Despite a decision by the USDA earlier this year to deregulate Roundup Ready alfalfa, the drama surrounding this issue is far from over. Two new lawsuits have recently been filed.
One of the lawsuits was filed by the Center for Food Safety and Earthjustice against the USDA. These parties are arguing that the USDA’s recent unrestricted approval of Roundup Ready alfalfa is unlawful. The Center for Food Safety was behind the lawsuit that in 2007 stopped the sales of Roundup Ready alfalfa.
One of the many issues at the root of this lawsuit is the fear from organic dairies that they will lose their source of organic feed. According to a press release from the Cornucopia Institute, bees that cross-pollinate between fields could cross-contaminate alfalfa varieties.

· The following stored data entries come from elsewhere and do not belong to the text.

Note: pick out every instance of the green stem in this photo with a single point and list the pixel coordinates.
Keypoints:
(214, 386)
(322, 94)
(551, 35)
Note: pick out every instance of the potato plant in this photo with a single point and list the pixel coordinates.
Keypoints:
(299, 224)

The second lawsuit has recently been filed by the Public Patent Foundation against Monsanto on behalf of a group of farmers, seed businesses and organic agriculture organizations. The plaintiffs say they were forced to sue preemptively to protect themselves from being accused of patent infringement should their alfalfa become contaminated by Roundup Ready seed.
It’s still unknown if either lawsuit will have any impact going forward.

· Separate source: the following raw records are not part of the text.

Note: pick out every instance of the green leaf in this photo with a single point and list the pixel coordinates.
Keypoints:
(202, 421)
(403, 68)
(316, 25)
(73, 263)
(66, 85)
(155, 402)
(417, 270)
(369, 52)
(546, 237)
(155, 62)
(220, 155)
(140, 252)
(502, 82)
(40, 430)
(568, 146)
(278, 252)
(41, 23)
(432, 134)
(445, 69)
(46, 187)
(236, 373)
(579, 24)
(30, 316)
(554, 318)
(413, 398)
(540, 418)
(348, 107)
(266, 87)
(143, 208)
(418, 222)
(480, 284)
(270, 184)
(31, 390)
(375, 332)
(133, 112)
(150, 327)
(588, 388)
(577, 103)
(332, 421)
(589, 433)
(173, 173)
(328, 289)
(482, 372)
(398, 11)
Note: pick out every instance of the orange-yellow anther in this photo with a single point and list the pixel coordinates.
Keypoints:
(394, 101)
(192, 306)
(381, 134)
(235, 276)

“The lawsuit from the Center for Food Safety addresses many of the same issues that were addressed in the previous lawsuit,” notes Dan Putnam, Cooperative Extension Forage Specialist at the University of California-Davis. “It remains to be seen if it will gain traction.”
Monsanto is taking issue with the allegations by the Public Patent Foundation. Monsanto says it has not ever sued and has publicly committed to not sue farmers over the inadvertent presence of biotechnology traits in their fields. Monsanto also called the plaintiff’s approach a publicity stunt designed to confuse the facts about American agriculture.
Despite the continued drama, planting of Roundup Ready is moving forward. Monsanto says that seed sales have been especially strong in California, Wisconsin, Kansas, Colorado and the Northeast U.S.
Although it is now legal to plant Roundup Ready alfalfa nationwide, in the Imperial Valley of California, where 20 percent of the state’s alfalfa is grown, farmers are restricting its use. “These farmers asked for planting restrictions on Roundup Ready alfalfa because of the sensitivity of export markets for seed and hay,” explains Putnam. “This was the case in 2005 and currently the restriction remains in place.”
“As the growing season progresses, we will be able to gauge how much Roundup Ready is really being planted in comparison to conventional alfalfa varieties,” notes Putnam.